Sementara di Hong Kong, aktivisme dimulai dari kelompok-kelompok komite aksi, misalnya “Occupy Central with Love and Peace”, grup Scholarism pimpinan remaja 17 tahun Joshua Wong, dan Hong Kong Federation of Students.

Seiring nyaringnya seruan demo kalangan muda, muncul pertanyaan: di mana dan apa peran organisasi atau parpol oposisi selama ini?

Di Mesir, sebelum Mubarak dilengserkan, organisasi Islamis Ihkwanul Muslimin adalah kelompok oposisi terbesar. Pada 2005, kader-kader Ikhwanul Muslimin berhasil menguasai seperlima kursi parlemen sebagai perwakilan independen. Namun demikian, status Ikhwanul Muslimin sebagai ormas tetap ilegal, sehingga upaya mereka untuk mereformasi struktur politik dan menerapkan agenda-agenda Islamis sangat terbatas. Ketika demonstrasi pecah, tokoh-tokoh Ikhwanul Muslimin awalnya tak terlalu berminat, meskipun akhirnya terbawa suasana dan tampak malu-malu mulai ikut demo bersama anak-anak muda.

Partai Rakyat Republikan (CHP) adalah partai tertua di Turki yang berhaluan sosial-demokrat. Dengan dukungan dari pemilih suara yang relatif sekuler dan liberal, CHP kelak menjadi benteng oposisi Erdogan yang melaju dengan partai bentukannya, Partai Keadilan dan Pembangunan (AKP). Melansir analisis ilmuwan politik Koray Caliskan, AKP kerap membingkai CHP sebagai “partai elite yang jauh dari nilai-nilai budaya kelas pekerja dan menengah Turki”.

Terlepas dari itu, ketika para aktivis lingkungan memprotes pembangunan di Taman Gezi, CHP vokal memberikan dukungannya. Menurut Kader Sevinç, perwakilan CHP di Uni Eropa, gerakan Gezi adalah perjuangan historis untuk demokrasi dalam rangka membela kebebasan yang sehari-harinya terbatas dan ditekan, sekaligus demi demokrasi yang plural, partisipatif dan liberal di Turki.

Partai berkuasa, AKP, mencibir gerakan Gezi. Pada 2017, Markar Esayan dari AKP menyampaikan pada Deutsche Welle bahwa insiden di Gezi bukanlah seperti yang diberitakan media, karena pemerintah setempat hanya ingin “memindahkan” pohon alih-alih menghancurkan taman.
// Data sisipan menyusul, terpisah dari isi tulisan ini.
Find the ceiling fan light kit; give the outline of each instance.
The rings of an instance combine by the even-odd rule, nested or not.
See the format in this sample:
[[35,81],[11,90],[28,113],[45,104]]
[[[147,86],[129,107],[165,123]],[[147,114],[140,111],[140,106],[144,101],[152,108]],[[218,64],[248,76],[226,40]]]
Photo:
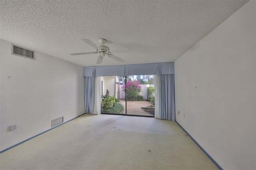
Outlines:
[[[100,45],[98,45],[93,43],[89,40],[84,38],[82,38],[81,40],[88,45],[96,49],[96,52],[73,53],[70,54],[71,55],[77,55],[89,54],[100,54],[100,55],[99,55],[98,60],[97,60],[97,62],[96,63],[97,64],[101,64],[102,61],[103,60],[103,58],[106,54],[110,58],[111,58],[112,59],[117,61],[118,61],[122,63],[125,61],[124,59],[113,55],[112,53],[110,52],[109,47],[106,45],[104,45],[105,43],[107,42],[107,40],[104,39],[100,38],[99,40]],[[120,49],[117,49],[116,51],[116,53],[127,53],[130,52],[130,50],[128,48],[124,47]]]

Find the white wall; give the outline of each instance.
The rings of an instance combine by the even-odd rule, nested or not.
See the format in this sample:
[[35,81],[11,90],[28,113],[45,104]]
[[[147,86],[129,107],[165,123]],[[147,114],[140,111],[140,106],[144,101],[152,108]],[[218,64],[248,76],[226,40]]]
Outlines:
[[51,120],[85,113],[82,67],[37,51],[34,60],[11,55],[11,43],[0,43],[0,150],[50,128]]
[[[125,93],[124,91],[123,91],[122,87],[123,85],[119,85],[120,87],[120,99],[125,99]],[[142,91],[140,93],[140,95],[141,95],[143,97],[144,100],[148,99],[148,88],[146,85],[140,85],[141,86]],[[154,87],[154,85],[150,85],[150,87]]]
[[115,86],[116,84],[116,77],[113,76],[102,77],[103,82],[103,95],[106,95],[107,89],[109,91],[110,96],[115,95]]
[[176,120],[224,169],[256,169],[256,9],[249,1],[174,63]]

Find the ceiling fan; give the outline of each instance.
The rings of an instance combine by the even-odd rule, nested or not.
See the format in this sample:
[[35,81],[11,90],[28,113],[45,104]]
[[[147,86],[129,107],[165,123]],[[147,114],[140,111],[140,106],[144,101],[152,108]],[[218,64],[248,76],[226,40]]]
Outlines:
[[130,51],[130,49],[127,47],[121,48],[119,49],[117,49],[113,50],[113,52],[110,52],[110,51],[109,47],[107,45],[104,45],[106,42],[107,40],[103,38],[100,38],[99,40],[99,42],[100,42],[100,45],[96,45],[92,41],[89,40],[82,38],[81,39],[82,41],[87,43],[89,45],[93,47],[96,49],[96,52],[89,52],[86,53],[73,53],[70,54],[71,55],[81,55],[83,54],[100,54],[100,55],[98,57],[98,60],[97,60],[96,64],[101,64],[103,58],[105,55],[107,55],[110,58],[114,59],[118,61],[123,62],[125,60],[120,58],[114,55],[113,55],[112,53],[127,53]]

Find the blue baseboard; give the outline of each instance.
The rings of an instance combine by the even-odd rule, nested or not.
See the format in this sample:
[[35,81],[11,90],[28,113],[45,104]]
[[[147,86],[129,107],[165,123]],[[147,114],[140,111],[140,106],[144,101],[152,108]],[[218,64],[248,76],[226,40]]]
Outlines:
[[74,118],[73,118],[73,119],[72,119],[70,120],[69,121],[67,121],[66,122],[64,122],[64,123],[62,123],[62,124],[60,124],[60,125],[57,125],[57,126],[56,126],[56,127],[52,127],[52,128],[50,128],[50,129],[48,129],[48,130],[45,130],[45,131],[44,131],[44,132],[42,132],[42,133],[39,133],[39,134],[37,134],[37,135],[35,135],[35,136],[33,136],[31,137],[31,138],[28,138],[28,139],[25,140],[23,140],[23,141],[22,141],[22,142],[20,142],[20,143],[17,143],[17,144],[14,144],[14,145],[13,145],[13,146],[10,146],[10,147],[9,147],[9,148],[6,148],[6,149],[4,149],[3,150],[1,150],[1,151],[0,151],[0,153],[2,153],[2,152],[5,152],[5,151],[6,151],[6,150],[9,150],[10,149],[11,149],[11,148],[13,148],[14,147],[15,147],[15,146],[18,146],[18,145],[19,145],[19,144],[22,144],[22,143],[24,142],[25,142],[27,141],[28,141],[28,140],[30,140],[30,139],[32,139],[32,138],[34,138],[34,137],[36,137],[36,136],[39,136],[40,135],[42,134],[43,133],[45,133],[45,132],[48,132],[49,130],[52,130],[52,129],[54,129],[54,128],[56,128],[56,127],[59,127],[60,126],[61,126],[61,125],[62,125],[64,124],[65,123],[68,123],[68,122],[69,122],[70,121],[72,121],[72,120],[74,119],[76,119],[76,118],[78,118],[78,117],[80,117],[81,116],[82,116],[82,115],[84,115],[85,114],[85,113],[84,113],[83,114],[81,115],[79,115],[79,116],[77,116],[77,117],[75,117]]
[[208,153],[207,153],[206,152],[206,151],[205,151],[205,150],[204,149],[204,148],[203,148],[202,147],[202,146],[200,146],[200,145],[199,144],[198,144],[197,142],[196,142],[196,140],[193,138],[193,137],[192,137],[191,136],[191,135],[190,135],[189,133],[188,133],[188,132],[187,132],[187,131],[185,130],[185,129],[184,129],[184,128],[183,128],[183,127],[182,127],[181,126],[181,125],[180,125],[180,124],[177,121],[175,121],[176,122],[176,123],[177,123],[177,124],[178,124],[179,126],[180,126],[180,127],[183,129],[183,130],[184,130],[185,131],[185,132],[186,132],[186,133],[188,134],[188,135],[189,136],[189,137],[190,137],[190,138],[191,138],[191,139],[192,139],[192,140],[195,142],[195,143],[196,143],[196,144],[197,145],[197,146],[198,146],[199,148],[200,148],[201,149],[202,149],[202,150],[205,153],[205,154],[206,154],[206,155],[207,155],[207,156],[209,157],[209,158],[210,158],[211,160],[212,160],[212,161],[213,162],[213,163],[214,163],[218,167],[218,168],[220,168],[220,170],[223,170],[223,169],[221,168],[221,166],[220,166],[220,165],[219,165],[219,164],[217,163],[217,162],[216,161],[215,161],[215,160],[212,158],[212,156],[211,156],[208,154]]

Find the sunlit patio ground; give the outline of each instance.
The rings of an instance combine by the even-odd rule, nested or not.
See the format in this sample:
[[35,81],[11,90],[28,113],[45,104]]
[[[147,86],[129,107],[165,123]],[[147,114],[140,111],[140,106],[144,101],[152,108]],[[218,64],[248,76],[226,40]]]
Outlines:
[[[125,114],[125,100],[120,99],[121,103],[124,107],[124,111],[123,114]],[[127,115],[134,115],[143,116],[153,116],[141,109],[141,107],[146,107],[150,106],[150,102],[148,101],[127,101]]]

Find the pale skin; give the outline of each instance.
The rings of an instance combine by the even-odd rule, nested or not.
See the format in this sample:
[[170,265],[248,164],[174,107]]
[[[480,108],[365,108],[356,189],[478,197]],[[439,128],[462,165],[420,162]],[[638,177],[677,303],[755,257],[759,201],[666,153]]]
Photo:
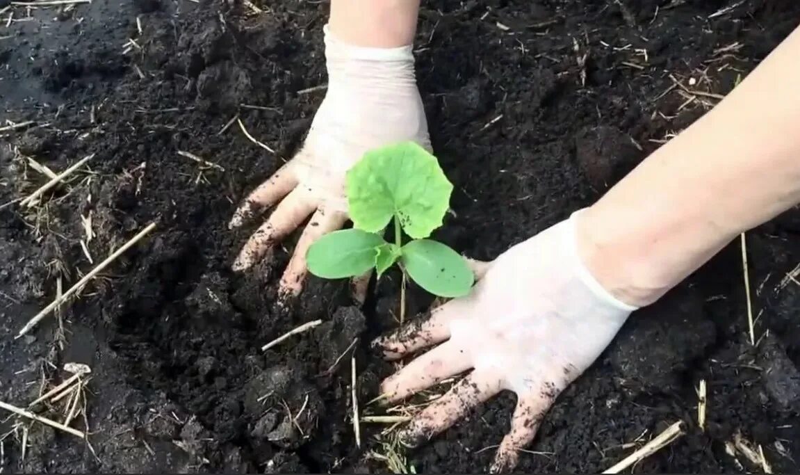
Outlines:
[[[418,2],[406,0],[331,0],[330,29],[354,45],[378,48],[408,45],[415,34],[418,7]],[[798,57],[800,28],[717,107],[577,215],[575,252],[596,283],[618,300],[619,305],[634,308],[652,304],[741,232],[800,203]],[[346,216],[320,216],[318,203],[303,200],[298,195],[292,198],[295,182],[290,176],[282,177],[282,173],[270,178],[249,198],[258,208],[280,203],[268,218],[270,226],[280,232],[270,235],[270,239],[251,240],[242,255],[269,256],[280,237],[292,232],[314,213],[311,220],[314,222],[316,218],[318,225],[312,231],[310,227],[304,231],[282,279],[282,288],[297,295],[306,272],[303,256],[308,246],[322,233],[344,225]],[[283,198],[287,195],[288,198]],[[555,244],[548,243],[547,239],[554,238],[548,235],[546,239],[536,241],[534,236],[527,247],[510,250],[507,259],[501,256],[493,263],[473,263],[479,280],[473,294],[436,308],[421,326],[400,329],[375,342],[390,360],[438,345],[418,355],[383,382],[382,391],[390,404],[445,378],[470,371],[474,365],[466,355],[480,352],[475,348],[490,346],[494,341],[504,350],[497,354],[508,358],[500,362],[496,371],[489,365],[469,373],[415,417],[406,428],[403,440],[424,441],[456,423],[477,404],[503,389],[514,390],[518,407],[492,467],[493,471],[507,469],[516,463],[517,451],[533,439],[538,422],[558,393],[609,343],[616,332],[616,323],[603,327],[597,316],[586,315],[588,327],[582,328],[574,313],[567,312],[552,317],[551,313],[558,313],[557,308],[544,312],[539,308],[538,313],[531,311],[526,314],[526,305],[538,306],[538,290],[533,287],[519,288],[527,284],[526,276],[514,274],[514,264],[535,269],[541,262],[541,258],[536,259],[537,252],[561,248],[548,248]],[[544,273],[558,270],[558,264],[556,262],[552,269],[544,269]],[[568,277],[565,280],[569,280]],[[547,285],[547,279],[534,278],[530,285]],[[519,292],[514,293],[515,288]],[[559,293],[570,288],[565,284],[562,288],[545,289],[544,295],[550,304],[570,302],[575,296]],[[481,341],[461,336],[457,339],[452,333],[453,322],[465,316],[471,316],[465,321],[478,325],[477,332],[481,332],[479,319],[488,309],[494,312],[493,318],[499,320],[504,312],[513,318],[506,319],[505,326],[492,326],[487,336],[481,335],[485,338]],[[619,315],[624,316],[628,311],[619,310]],[[612,305],[609,315],[616,316],[615,312]],[[578,324],[559,324],[559,319],[565,316]],[[623,316],[619,317],[620,321],[624,320]],[[605,332],[605,336],[593,342],[590,339],[596,328],[603,330],[600,333]],[[588,348],[595,344],[598,348],[586,352],[573,348],[572,352],[554,350],[535,357],[526,352],[527,346],[571,342],[573,333],[581,332],[585,334],[582,334],[583,340],[579,340],[578,345]],[[515,347],[519,344],[516,334],[526,332],[530,335],[530,340]],[[512,384],[507,372],[501,375],[499,368],[503,366],[518,367],[513,376],[529,384],[527,389],[518,381]]]

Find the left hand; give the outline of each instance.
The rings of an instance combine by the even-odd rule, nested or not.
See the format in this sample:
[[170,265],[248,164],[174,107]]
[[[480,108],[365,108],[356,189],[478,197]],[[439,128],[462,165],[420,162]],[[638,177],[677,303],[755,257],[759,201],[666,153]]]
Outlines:
[[[233,264],[245,271],[271,259],[276,245],[308,220],[281,278],[282,300],[302,290],[310,245],[349,219],[346,172],[364,153],[406,140],[431,149],[411,46],[362,47],[343,42],[328,26],[324,30],[328,91],[303,146],[250,194],[230,223],[238,227],[274,207]],[[368,280],[354,282],[356,300],[363,300]]]
[[402,442],[415,446],[508,389],[517,393],[517,408],[491,472],[516,465],[518,450],[533,440],[555,398],[635,308],[602,288],[583,264],[576,244],[579,215],[476,269],[479,280],[469,296],[375,342],[391,360],[442,343],[383,382],[390,403],[473,370],[414,417]]

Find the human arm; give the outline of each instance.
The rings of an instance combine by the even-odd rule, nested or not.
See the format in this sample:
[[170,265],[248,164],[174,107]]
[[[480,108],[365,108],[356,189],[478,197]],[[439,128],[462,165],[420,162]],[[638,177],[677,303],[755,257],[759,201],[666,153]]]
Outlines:
[[798,57],[800,30],[594,206],[488,263],[468,296],[376,340],[390,360],[438,345],[383,381],[390,405],[468,372],[402,440],[423,442],[510,390],[517,406],[491,471],[513,468],[555,398],[631,312],[800,202]]
[[410,45],[417,31],[420,0],[331,0],[330,32],[358,46]]
[[578,220],[611,293],[648,304],[741,232],[800,202],[800,28]]
[[[418,8],[418,0],[331,2],[324,29],[328,87],[308,135],[230,221],[238,227],[274,207],[234,261],[234,270],[242,272],[260,261],[269,264],[280,241],[309,219],[282,272],[284,300],[302,291],[311,244],[347,220],[345,173],[364,152],[395,141],[430,147],[411,45]],[[367,281],[357,280],[357,299]]]

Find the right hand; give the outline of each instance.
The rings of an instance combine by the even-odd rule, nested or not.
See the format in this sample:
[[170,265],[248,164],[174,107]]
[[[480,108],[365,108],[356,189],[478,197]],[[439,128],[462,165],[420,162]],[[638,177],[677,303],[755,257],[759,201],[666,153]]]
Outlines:
[[402,441],[424,442],[506,389],[516,392],[517,409],[491,472],[516,465],[555,398],[636,308],[606,292],[584,264],[577,245],[580,217],[474,265],[478,281],[470,295],[375,342],[390,360],[441,344],[383,382],[390,403],[471,370],[414,418]]
[[[302,148],[250,193],[230,224],[239,227],[277,204],[234,263],[234,270],[244,271],[271,259],[278,242],[311,216],[281,279],[282,298],[301,292],[311,244],[348,219],[345,176],[365,152],[406,140],[431,151],[410,46],[352,46],[334,38],[327,26],[325,45],[327,93]],[[369,276],[357,280],[357,300],[363,300]]]

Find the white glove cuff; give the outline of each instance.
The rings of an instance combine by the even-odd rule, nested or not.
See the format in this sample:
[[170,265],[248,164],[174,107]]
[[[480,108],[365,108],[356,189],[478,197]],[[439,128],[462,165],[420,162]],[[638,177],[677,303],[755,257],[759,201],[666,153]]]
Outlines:
[[325,54],[328,58],[414,62],[413,45],[397,48],[358,46],[347,44],[334,36],[328,24],[322,27],[322,31],[325,33]]
[[568,221],[568,231],[570,233],[570,239],[572,240],[572,242],[569,246],[568,252],[570,253],[570,259],[574,260],[575,272],[578,274],[578,278],[584,284],[584,285],[586,285],[595,296],[603,302],[625,312],[630,312],[638,310],[638,307],[630,305],[625,302],[620,301],[618,299],[611,295],[610,292],[606,290],[606,288],[603,288],[599,282],[598,282],[597,279],[594,278],[594,276],[592,276],[591,272],[589,272],[589,269],[586,268],[586,266],[583,264],[582,260],[581,260],[580,256],[578,255],[578,232],[577,227],[575,225],[575,219],[583,211],[583,209],[580,209],[572,213],[572,215],[570,215]]

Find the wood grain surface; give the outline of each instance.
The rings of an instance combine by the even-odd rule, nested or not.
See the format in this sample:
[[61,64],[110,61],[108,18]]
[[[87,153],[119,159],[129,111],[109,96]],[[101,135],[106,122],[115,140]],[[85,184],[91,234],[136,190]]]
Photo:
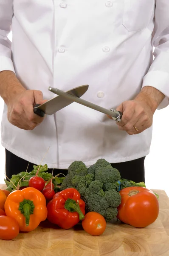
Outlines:
[[134,228],[115,219],[102,235],[92,236],[80,224],[64,230],[45,221],[12,240],[0,240],[0,256],[169,256],[169,198],[163,190],[153,191],[159,195],[160,214],[146,228]]

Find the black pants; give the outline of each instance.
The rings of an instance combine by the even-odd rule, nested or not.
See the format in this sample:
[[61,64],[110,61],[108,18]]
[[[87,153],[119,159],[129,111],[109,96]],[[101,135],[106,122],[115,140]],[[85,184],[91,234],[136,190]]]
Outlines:
[[[9,179],[11,179],[13,174],[17,174],[21,172],[26,171],[28,162],[19,157],[6,149],[6,172]],[[121,178],[130,180],[135,182],[145,182],[145,157],[144,157],[124,163],[111,163],[111,165],[113,167],[118,170]],[[29,163],[28,169],[28,172],[33,170],[33,165],[35,165],[32,163]],[[51,173],[52,169],[48,169],[48,172]],[[68,170],[59,169],[54,170],[54,175],[60,173],[66,176],[68,174]]]

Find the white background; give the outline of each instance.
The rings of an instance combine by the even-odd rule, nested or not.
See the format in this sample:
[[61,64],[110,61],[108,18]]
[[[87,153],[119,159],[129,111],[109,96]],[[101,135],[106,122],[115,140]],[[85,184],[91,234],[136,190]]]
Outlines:
[[[9,38],[11,39],[11,34],[9,35]],[[3,108],[3,101],[0,97],[0,122]],[[150,152],[146,157],[145,168],[146,187],[150,189],[163,189],[169,196],[169,107],[167,107],[156,111],[154,114]],[[5,149],[1,145],[0,165],[0,183],[4,183],[5,155]]]

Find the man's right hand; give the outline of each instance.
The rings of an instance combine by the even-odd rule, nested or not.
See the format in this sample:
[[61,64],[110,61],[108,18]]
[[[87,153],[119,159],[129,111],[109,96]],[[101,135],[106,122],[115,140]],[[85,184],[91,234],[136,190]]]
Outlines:
[[46,101],[43,99],[41,91],[25,90],[17,94],[8,102],[8,119],[15,126],[24,130],[33,130],[41,123],[44,117],[34,112],[36,104],[42,104]]
[[15,126],[33,130],[44,119],[35,114],[34,106],[47,101],[41,91],[26,90],[13,72],[0,72],[0,95],[8,107],[8,119]]

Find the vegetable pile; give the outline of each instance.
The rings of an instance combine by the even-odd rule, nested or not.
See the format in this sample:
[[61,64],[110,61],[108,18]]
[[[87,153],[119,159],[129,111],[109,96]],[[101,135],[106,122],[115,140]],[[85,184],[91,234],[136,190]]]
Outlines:
[[104,159],[100,159],[88,169],[81,161],[73,162],[60,189],[76,189],[85,203],[87,212],[98,212],[106,221],[110,221],[116,217],[117,207],[121,203],[119,186],[121,189],[130,184],[132,186],[136,184],[145,186],[144,183],[121,180],[118,171]]
[[64,229],[80,223],[85,231],[99,236],[115,217],[144,227],[158,217],[158,195],[144,182],[121,179],[104,159],[89,168],[75,161],[66,177],[53,176],[47,171],[46,164],[34,166],[30,172],[5,180],[7,187],[0,189],[0,239],[32,231],[46,220]]

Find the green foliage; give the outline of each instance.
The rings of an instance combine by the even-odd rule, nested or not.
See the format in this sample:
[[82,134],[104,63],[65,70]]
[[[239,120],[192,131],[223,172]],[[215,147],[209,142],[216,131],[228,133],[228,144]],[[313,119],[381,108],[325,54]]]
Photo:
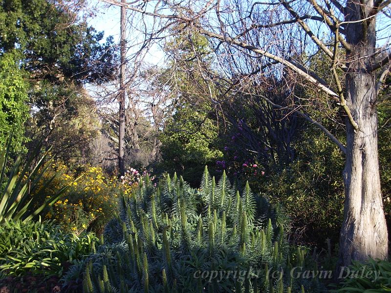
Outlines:
[[[64,187],[44,199],[43,203],[41,202],[37,207],[33,207],[32,202],[34,197],[32,196],[32,193],[50,165],[51,160],[46,162],[48,152],[40,159],[37,156],[39,149],[25,160],[18,156],[7,174],[9,148],[8,144],[7,147],[0,149],[0,223],[11,219],[31,220],[39,214],[47,205],[52,204],[57,200],[70,186]],[[38,161],[35,165],[33,164],[34,160]],[[49,178],[43,187],[50,184],[55,178],[55,175]]]
[[218,150],[215,122],[204,113],[192,110],[188,105],[176,108],[159,138],[163,168],[180,172],[193,186],[199,184],[204,166],[213,164],[223,155]]
[[[291,279],[289,274],[278,277],[282,270],[289,272],[305,262],[305,251],[289,251],[285,218],[248,186],[238,192],[225,173],[216,183],[205,167],[199,189],[176,174],[168,175],[157,188],[147,177],[119,205],[119,216],[105,233],[112,243],[100,247],[86,266],[86,293],[300,288],[300,280]],[[236,274],[220,282],[196,276],[204,271],[250,270],[256,274]],[[312,286],[310,282],[304,285]]]
[[282,169],[266,171],[258,188],[281,203],[292,220],[296,240],[326,247],[337,243],[343,219],[344,158],[324,135],[307,129],[295,143],[296,159]]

Esayan juga menyatakan bahwa kericuhan pembakaran tenda demonstran di Gezi adalah kelakuan orang-orang FETÖ, gerakan pimpinan Fethullah Gulen yang dituduh menggerakkan kudeta terhadap Erdogan pada 2016.

“[Protes Gezi] ini bukanlah gerakan organik, melainkan ulah pendukung elite-elite lama yang membanjiri jalanan dengan orang-orang sekuler urban,” ujarnya.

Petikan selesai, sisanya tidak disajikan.